# Fermi-Dirac Function¶

## Complete Fermi-Dirac Integrals¶

The complete Fermi-Dirac integral $$F_j(x)$$ is given by,

$F_j(x) := (1/\Gamma(j+1)) \int_0^\infty (t^j / (\exp(t-x) + 1)) dt$

Note that the Fermi-Dirac integral is sometimes defined without the normalisation factor in other texts.

gsl_sf_fermi_dirac_m1(x)

This routine computes the complete Fermi-Dirac integral with an index of -1. This integral is given by $$F_{-1}(x) = e^x / (1 + e^x)$$.

gsl_sf_fermi_dirac_0(x)

This routine computes the complete Fermi-Dirac integral with an index of 0. This integral is given by $$F_0(x) = \ln(1 + e^x)$$.

gsl_sf_fermi_dirac_1(x)

This routine computes the complete Fermi-Dirac integral with an index of 1, $$F_1(x) = \int_0^\infty (t /(\exp(t-x)+1)) dt$$.

gsl_sf_fermi_dirac_2(x)

This routine computes the complete Fermi-Dirac integral with an index of 2, $$F_2(x) = (1/2) \int_0^\infty (t^2 /(\exp(t-x)+1)) dt$$.

gsl_sf_fermi_dirac_int(j, x)

This routine computes the complete Fermi-Dirac integral with an integer index of $$j$$, $$F_j(x) = (1/\Gamma(j+1)) \int_0^\infty (t^j /(\exp(t-x)+1)) dt$$.

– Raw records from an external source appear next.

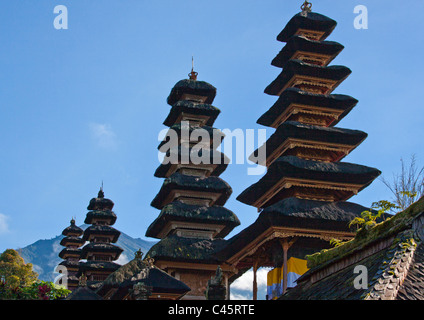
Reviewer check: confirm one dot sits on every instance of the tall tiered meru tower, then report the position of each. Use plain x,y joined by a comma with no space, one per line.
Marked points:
100,252
302,197
192,222
71,253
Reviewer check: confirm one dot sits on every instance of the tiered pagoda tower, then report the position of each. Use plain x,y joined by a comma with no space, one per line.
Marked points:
302,197
71,253
192,222
100,252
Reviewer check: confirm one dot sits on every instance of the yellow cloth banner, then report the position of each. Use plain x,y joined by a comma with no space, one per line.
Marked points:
295,268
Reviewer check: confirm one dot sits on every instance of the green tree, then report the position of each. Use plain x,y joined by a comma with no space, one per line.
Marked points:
407,186
369,218
19,282
14,272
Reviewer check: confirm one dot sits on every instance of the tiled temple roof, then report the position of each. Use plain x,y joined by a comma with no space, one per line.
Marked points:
392,252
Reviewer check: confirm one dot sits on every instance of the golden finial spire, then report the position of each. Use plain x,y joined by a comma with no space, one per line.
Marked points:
192,75
138,254
101,194
306,8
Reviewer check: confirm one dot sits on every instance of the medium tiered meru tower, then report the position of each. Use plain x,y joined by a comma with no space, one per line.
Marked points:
302,197
71,253
192,222
100,252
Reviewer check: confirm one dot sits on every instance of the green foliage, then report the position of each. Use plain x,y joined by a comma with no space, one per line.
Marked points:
19,282
336,243
14,272
43,290
368,218
39,290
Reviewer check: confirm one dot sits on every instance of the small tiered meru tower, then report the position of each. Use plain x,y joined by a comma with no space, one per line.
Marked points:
302,197
192,221
100,252
71,253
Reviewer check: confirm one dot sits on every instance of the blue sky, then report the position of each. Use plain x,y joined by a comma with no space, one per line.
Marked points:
86,104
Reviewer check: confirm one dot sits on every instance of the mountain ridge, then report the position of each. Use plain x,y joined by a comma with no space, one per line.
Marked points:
44,253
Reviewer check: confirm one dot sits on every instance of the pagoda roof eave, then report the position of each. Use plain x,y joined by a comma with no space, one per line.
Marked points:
299,68
180,128
178,211
299,43
192,87
178,181
290,96
101,230
100,247
295,216
313,21
294,167
69,251
74,240
104,214
297,130
216,158
194,108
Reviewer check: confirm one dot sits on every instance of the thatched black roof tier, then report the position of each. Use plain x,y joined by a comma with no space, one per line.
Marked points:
70,264
313,21
299,43
178,211
83,293
76,241
192,133
100,214
69,251
101,230
298,67
179,181
72,230
100,247
97,265
291,96
126,277
392,252
191,108
294,167
205,156
191,87
296,130
175,248
296,213
100,203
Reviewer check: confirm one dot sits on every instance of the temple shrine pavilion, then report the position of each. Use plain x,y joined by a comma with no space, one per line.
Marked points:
302,199
101,252
71,253
193,220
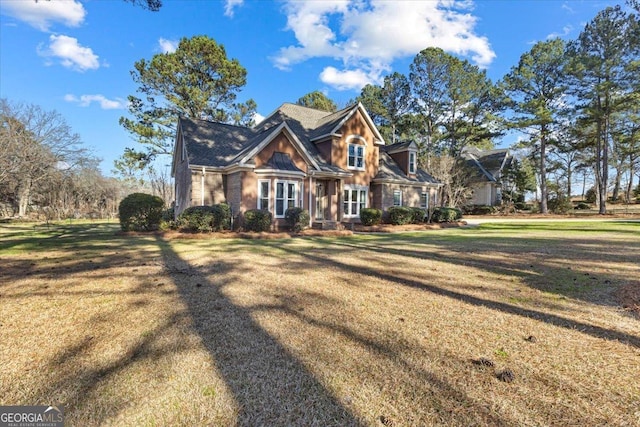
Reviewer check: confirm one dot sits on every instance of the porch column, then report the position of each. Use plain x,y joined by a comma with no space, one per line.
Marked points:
340,196
311,191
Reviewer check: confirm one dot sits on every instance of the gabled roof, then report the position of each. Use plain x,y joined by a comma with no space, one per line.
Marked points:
214,144
487,164
282,162
223,146
400,146
388,170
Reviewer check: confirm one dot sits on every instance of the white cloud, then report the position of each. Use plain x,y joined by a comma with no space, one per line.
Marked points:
43,14
566,30
367,36
257,117
346,79
230,5
168,46
70,53
104,102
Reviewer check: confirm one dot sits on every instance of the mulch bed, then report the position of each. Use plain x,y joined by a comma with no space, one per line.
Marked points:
629,297
388,228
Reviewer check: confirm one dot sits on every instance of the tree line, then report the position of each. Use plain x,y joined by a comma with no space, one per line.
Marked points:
575,105
46,172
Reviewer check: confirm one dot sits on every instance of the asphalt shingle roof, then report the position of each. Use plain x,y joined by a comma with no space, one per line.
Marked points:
487,165
218,144
388,169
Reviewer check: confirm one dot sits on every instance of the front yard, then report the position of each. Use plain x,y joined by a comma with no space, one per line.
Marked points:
393,329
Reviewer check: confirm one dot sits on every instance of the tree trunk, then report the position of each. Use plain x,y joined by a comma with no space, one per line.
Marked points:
23,193
569,183
617,185
543,171
627,195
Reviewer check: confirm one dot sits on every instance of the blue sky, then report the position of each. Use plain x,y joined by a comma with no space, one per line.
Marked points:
75,56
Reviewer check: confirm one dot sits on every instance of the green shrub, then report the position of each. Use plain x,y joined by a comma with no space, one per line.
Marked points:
400,215
443,214
196,219
559,205
257,220
370,216
417,215
140,212
297,219
483,210
221,217
205,219
168,221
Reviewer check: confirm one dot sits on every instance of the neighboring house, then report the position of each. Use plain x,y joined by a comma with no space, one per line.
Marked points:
331,164
486,174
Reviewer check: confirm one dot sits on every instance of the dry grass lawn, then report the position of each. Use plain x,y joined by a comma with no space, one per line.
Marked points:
376,330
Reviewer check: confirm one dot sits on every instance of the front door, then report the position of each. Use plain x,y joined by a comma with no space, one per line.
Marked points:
321,200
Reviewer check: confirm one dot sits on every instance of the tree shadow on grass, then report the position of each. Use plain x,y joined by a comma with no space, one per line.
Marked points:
556,320
271,386
532,262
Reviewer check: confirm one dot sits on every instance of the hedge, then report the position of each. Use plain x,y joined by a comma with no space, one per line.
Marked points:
418,215
400,215
257,220
297,219
370,216
204,219
140,212
443,214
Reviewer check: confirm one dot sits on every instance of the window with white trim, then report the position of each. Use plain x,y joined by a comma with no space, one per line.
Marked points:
354,200
424,200
286,197
397,198
264,194
412,162
355,158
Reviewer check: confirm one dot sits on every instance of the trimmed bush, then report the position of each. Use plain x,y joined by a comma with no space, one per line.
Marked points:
297,219
196,219
370,216
168,221
559,205
140,212
417,215
482,210
443,214
257,220
400,215
205,219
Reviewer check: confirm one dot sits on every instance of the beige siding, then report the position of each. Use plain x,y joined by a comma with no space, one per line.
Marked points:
234,190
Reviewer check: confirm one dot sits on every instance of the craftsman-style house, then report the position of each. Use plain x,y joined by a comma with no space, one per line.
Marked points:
331,164
486,173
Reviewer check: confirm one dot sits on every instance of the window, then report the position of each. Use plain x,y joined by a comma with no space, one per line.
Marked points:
424,200
264,191
412,162
397,198
286,197
356,157
354,200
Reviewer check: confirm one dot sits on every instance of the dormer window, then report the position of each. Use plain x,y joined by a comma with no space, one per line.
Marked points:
412,162
355,158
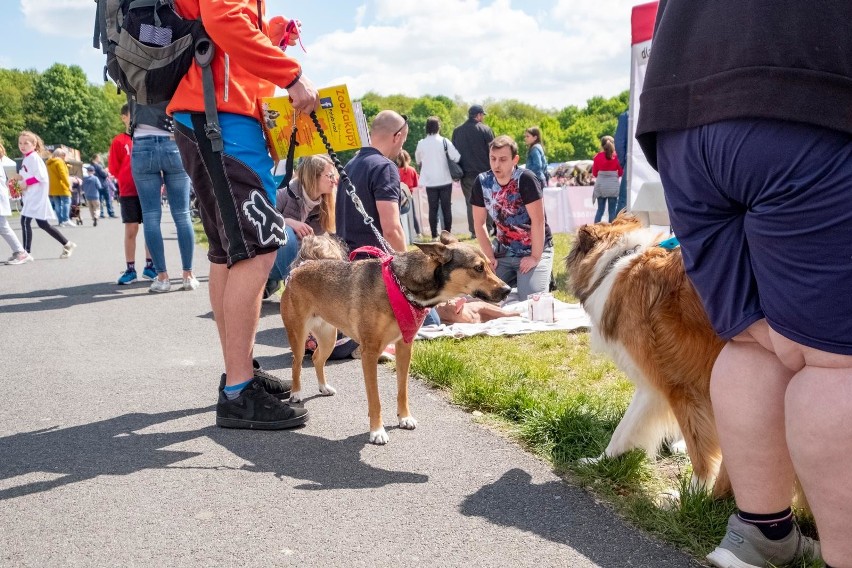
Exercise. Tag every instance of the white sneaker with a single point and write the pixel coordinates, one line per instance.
(68, 249)
(190, 283)
(160, 286)
(20, 258)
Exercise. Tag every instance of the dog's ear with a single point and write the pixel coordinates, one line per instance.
(586, 239)
(626, 218)
(448, 238)
(438, 252)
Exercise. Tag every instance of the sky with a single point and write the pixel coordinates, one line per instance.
(548, 53)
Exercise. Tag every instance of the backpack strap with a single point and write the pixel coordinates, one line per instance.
(204, 50)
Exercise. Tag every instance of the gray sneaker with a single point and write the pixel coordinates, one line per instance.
(744, 546)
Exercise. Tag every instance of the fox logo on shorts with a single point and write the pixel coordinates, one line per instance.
(269, 222)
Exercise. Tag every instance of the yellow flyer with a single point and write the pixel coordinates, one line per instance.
(337, 117)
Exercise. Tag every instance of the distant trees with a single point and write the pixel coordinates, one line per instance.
(60, 106)
(569, 134)
(63, 108)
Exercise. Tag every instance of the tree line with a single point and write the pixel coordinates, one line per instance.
(62, 107)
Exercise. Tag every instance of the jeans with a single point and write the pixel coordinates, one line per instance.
(606, 203)
(106, 201)
(155, 161)
(536, 280)
(285, 256)
(440, 196)
(62, 207)
(622, 195)
(9, 235)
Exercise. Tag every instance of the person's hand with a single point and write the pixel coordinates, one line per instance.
(459, 304)
(304, 96)
(492, 260)
(302, 230)
(527, 264)
(279, 32)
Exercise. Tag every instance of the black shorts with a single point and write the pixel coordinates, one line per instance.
(239, 218)
(131, 209)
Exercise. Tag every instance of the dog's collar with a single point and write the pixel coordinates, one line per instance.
(408, 312)
(608, 268)
(669, 244)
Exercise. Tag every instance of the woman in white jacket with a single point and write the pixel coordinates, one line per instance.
(33, 174)
(19, 255)
(431, 156)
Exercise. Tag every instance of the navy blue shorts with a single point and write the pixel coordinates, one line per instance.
(763, 212)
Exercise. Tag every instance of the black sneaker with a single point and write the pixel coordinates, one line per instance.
(278, 388)
(270, 383)
(256, 409)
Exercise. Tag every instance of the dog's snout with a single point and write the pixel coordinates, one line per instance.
(504, 291)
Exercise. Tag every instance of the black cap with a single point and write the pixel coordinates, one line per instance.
(474, 110)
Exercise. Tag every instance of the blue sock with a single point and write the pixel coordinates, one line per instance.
(234, 391)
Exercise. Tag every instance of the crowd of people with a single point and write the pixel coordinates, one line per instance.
(141, 155)
(753, 192)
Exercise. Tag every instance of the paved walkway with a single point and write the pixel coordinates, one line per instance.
(109, 455)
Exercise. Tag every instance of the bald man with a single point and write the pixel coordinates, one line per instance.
(376, 180)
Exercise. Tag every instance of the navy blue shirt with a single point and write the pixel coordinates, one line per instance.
(376, 179)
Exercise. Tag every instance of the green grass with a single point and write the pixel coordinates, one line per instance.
(550, 394)
(559, 401)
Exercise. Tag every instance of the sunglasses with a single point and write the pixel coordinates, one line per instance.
(404, 123)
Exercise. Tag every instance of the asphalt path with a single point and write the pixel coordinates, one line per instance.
(109, 455)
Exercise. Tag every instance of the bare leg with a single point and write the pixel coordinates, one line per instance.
(131, 230)
(235, 296)
(747, 388)
(818, 410)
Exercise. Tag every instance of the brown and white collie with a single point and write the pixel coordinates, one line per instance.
(648, 318)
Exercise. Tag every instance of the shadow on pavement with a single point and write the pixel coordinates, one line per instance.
(113, 447)
(545, 510)
(61, 298)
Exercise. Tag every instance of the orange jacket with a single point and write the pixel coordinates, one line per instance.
(252, 68)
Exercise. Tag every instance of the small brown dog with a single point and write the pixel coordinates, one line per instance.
(323, 296)
(648, 318)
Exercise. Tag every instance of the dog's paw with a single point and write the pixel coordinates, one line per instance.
(408, 423)
(591, 461)
(379, 437)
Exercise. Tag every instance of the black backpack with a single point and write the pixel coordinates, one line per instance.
(149, 48)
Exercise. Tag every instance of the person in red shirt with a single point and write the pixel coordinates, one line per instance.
(607, 173)
(408, 176)
(236, 191)
(118, 164)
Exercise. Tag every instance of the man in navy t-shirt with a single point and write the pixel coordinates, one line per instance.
(376, 180)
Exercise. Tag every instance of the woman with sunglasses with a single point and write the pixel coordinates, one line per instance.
(307, 204)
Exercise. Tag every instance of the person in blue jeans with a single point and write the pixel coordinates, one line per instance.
(621, 134)
(307, 204)
(522, 252)
(105, 195)
(156, 162)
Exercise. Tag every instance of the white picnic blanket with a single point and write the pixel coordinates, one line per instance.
(568, 317)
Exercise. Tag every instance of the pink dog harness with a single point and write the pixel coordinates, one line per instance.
(408, 315)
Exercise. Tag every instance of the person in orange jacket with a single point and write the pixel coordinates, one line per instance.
(236, 191)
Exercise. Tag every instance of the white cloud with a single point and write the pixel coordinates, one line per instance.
(478, 51)
(550, 53)
(66, 18)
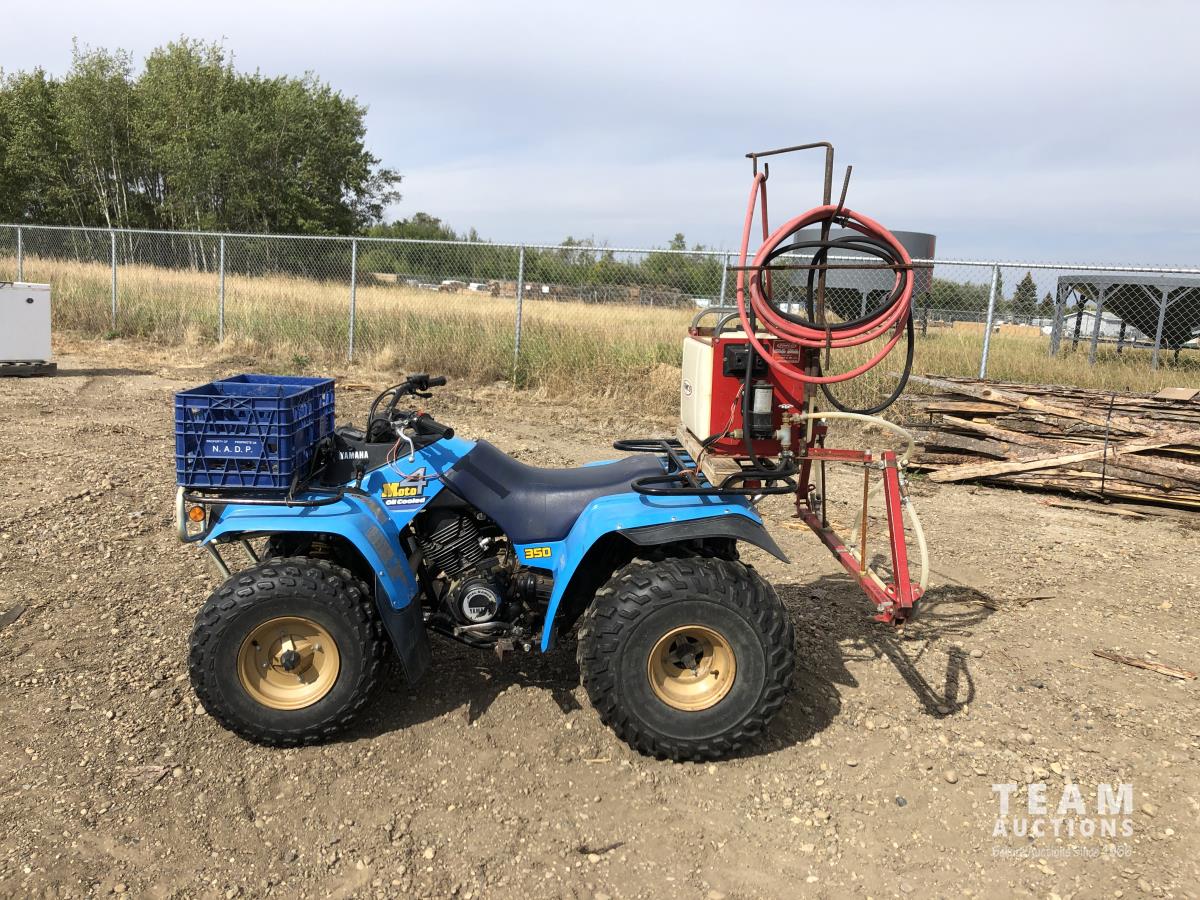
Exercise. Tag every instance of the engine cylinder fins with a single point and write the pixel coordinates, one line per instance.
(453, 545)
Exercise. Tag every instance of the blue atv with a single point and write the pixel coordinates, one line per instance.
(401, 528)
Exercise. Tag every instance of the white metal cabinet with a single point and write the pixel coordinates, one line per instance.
(24, 322)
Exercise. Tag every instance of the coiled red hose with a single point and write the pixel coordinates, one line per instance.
(892, 317)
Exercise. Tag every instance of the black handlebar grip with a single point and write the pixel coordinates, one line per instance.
(425, 425)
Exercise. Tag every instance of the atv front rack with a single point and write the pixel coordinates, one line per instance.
(684, 478)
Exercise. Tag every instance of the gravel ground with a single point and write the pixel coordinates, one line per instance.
(497, 779)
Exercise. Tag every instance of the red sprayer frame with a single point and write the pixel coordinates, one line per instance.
(766, 328)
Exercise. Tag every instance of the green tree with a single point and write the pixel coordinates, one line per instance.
(187, 143)
(1025, 299)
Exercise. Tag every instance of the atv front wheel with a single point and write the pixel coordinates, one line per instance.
(287, 652)
(687, 658)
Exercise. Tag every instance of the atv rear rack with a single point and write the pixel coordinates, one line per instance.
(685, 477)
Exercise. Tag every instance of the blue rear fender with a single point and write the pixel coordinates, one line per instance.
(361, 520)
(628, 513)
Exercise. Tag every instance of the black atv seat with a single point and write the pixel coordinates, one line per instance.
(533, 504)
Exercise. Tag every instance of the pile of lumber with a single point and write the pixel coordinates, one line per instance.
(1140, 448)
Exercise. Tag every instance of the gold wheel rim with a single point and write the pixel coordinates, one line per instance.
(691, 667)
(288, 663)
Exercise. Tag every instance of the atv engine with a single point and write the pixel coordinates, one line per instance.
(478, 583)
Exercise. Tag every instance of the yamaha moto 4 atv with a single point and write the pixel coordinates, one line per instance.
(402, 528)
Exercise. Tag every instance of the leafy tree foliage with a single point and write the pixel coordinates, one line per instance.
(1025, 300)
(186, 143)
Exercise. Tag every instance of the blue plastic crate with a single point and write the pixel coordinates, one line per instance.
(251, 431)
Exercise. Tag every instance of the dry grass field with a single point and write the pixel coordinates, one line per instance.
(599, 349)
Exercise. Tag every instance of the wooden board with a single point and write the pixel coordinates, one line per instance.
(1177, 394)
(27, 370)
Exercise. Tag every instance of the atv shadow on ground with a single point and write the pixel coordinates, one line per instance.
(833, 627)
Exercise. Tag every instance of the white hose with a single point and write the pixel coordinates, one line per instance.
(910, 441)
(918, 532)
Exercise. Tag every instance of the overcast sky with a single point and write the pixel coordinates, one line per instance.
(1048, 131)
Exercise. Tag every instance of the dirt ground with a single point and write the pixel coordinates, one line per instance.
(497, 779)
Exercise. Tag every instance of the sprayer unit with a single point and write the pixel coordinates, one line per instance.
(756, 402)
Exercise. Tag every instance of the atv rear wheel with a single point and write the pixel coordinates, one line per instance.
(687, 658)
(287, 652)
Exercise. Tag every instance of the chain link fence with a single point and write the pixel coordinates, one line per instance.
(580, 317)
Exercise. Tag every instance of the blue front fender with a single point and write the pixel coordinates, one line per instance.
(622, 513)
(361, 520)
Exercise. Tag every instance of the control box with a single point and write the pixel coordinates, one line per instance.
(24, 322)
(711, 390)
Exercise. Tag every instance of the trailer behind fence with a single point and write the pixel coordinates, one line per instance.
(571, 315)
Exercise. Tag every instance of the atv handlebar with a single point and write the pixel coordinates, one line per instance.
(423, 382)
(424, 424)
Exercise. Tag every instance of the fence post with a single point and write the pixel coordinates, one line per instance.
(1096, 327)
(112, 256)
(991, 315)
(354, 287)
(1158, 329)
(516, 335)
(221, 292)
(1060, 311)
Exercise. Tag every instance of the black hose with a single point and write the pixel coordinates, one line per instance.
(859, 244)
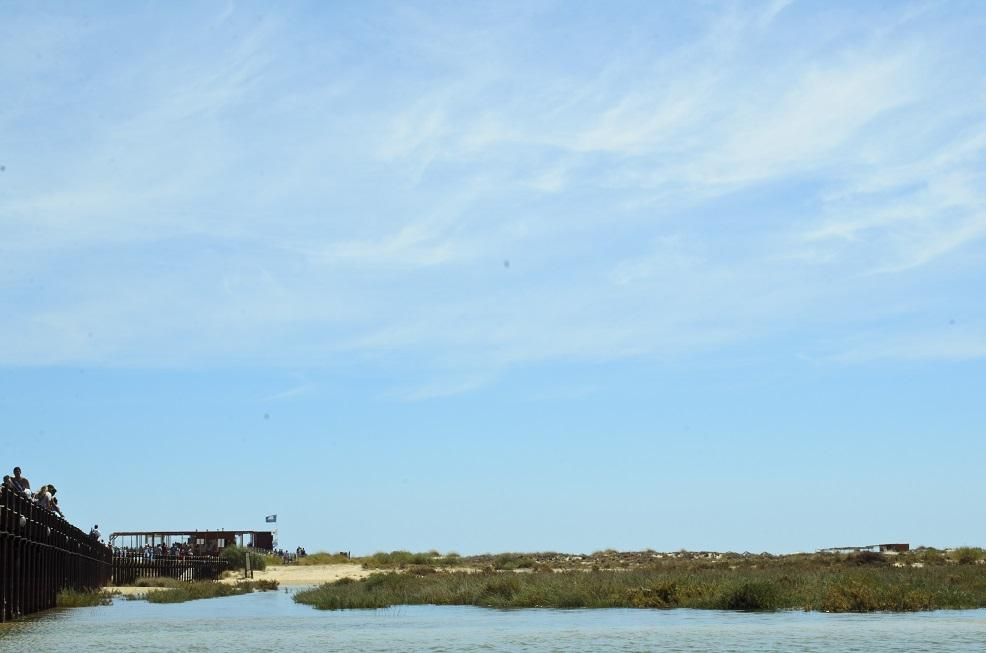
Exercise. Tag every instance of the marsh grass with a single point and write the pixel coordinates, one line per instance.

gsl_sf_fermi_dirac_mhalf(x)

This routine computes the complete Fermi-Dirac integral $$F_{-1/2}(x)$$.

gsl_sf_fermi_dirac_half(x)

This routine computes the complete Fermi-Dirac integral $$F_{1/2}(x)$$.

gsl_sf_fermi_dirac_3half(x)

This routine computes the complete Fermi-Dirac integral $$F_{3/2}(x)$$.

## Incomplete Fermi-Dirac Integrals¶

The incomplete Fermi-Dirac integral F_j(x,b) is given by,

$F_j(x,b) := (1/\Gamma(j+1)) \int_b^\infty (t^j / (\exp(t-x) + 1)) dt$
gsl_sf_fermi_dirac_inc_0(x, b)

This routine computes the incomplete Fermi-Dirac integral with an index of zero, $$F_0(x,b) = \ln(1 + e^{b-x}) - (b-x)$$.